Osobiście dla mnie celowość takiego rozwiązania jest – delikatnie rzecz ujmując – wątpliwa. Dlaczego tak istotne parametry jak intensywność zabudowy lub jej wysokość mogą być ustalone na szczeblu lokalnym, ale już liczba miejsc parkingowych (a w zasadzie wyłącznie liczba miejsc parkingowych) już nie? Wyjątkowo sprawnie działające lobby producentów kostki brukowej?

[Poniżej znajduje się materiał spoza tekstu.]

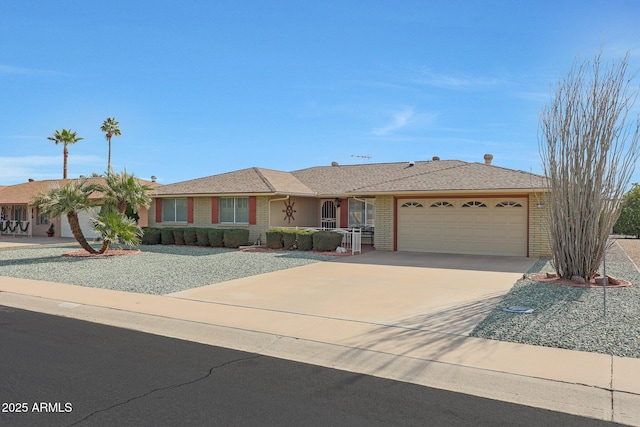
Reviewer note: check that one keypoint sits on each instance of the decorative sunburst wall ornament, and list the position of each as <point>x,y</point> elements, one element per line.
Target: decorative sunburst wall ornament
<point>289,211</point>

A tak bardziej na serio – po pierwsze, co już inni komentatorzy zdaje się zauważyli, budowa miejsc parkingowych wpływa na koszt całej inwestycji na dwóch płaszczyznach. Po pierwsze każdy lokator ma je wliczone do ceny mkw. lokalu i to w znacznym stopniu niezależnie od tego czy je finalnie nabywa czy też nie. Po drugie miejsca parkingowe ograniczają możliwość zagospodarowania działki i ten wpływ jest zgoła nawet większy. Jeśli na danej działce będzie mógł powstać budynek mniejszy efektem będzie wyższa cena mkw. mieszkania. Dodatkowo znacząca część nieruchomości staje się najzwyczajniej ekonomicznie nieopłacalna do zabudowy – ceny mkw. wykraczałyby znacząco powyżej średniej rynkowej dla danego obszaru. Finalnie zaś budowa miejsc parkingowych w tak znacznych liczbach w ścisłej zabudowie śródmiejskiej albo nie jest technicznie możliwa, albo czyni koniecznym wdrażanie złożonych i kosztownych rozwiązań technicznych, np. wielopoziomowych parkingów podziemnych wyposażonych w automatyczne systemy parkowania pojazdów. Pytanie, które należy sobie jednak na wstępie zadać to „czy te miejsca są tak naprawdę potrzebne”?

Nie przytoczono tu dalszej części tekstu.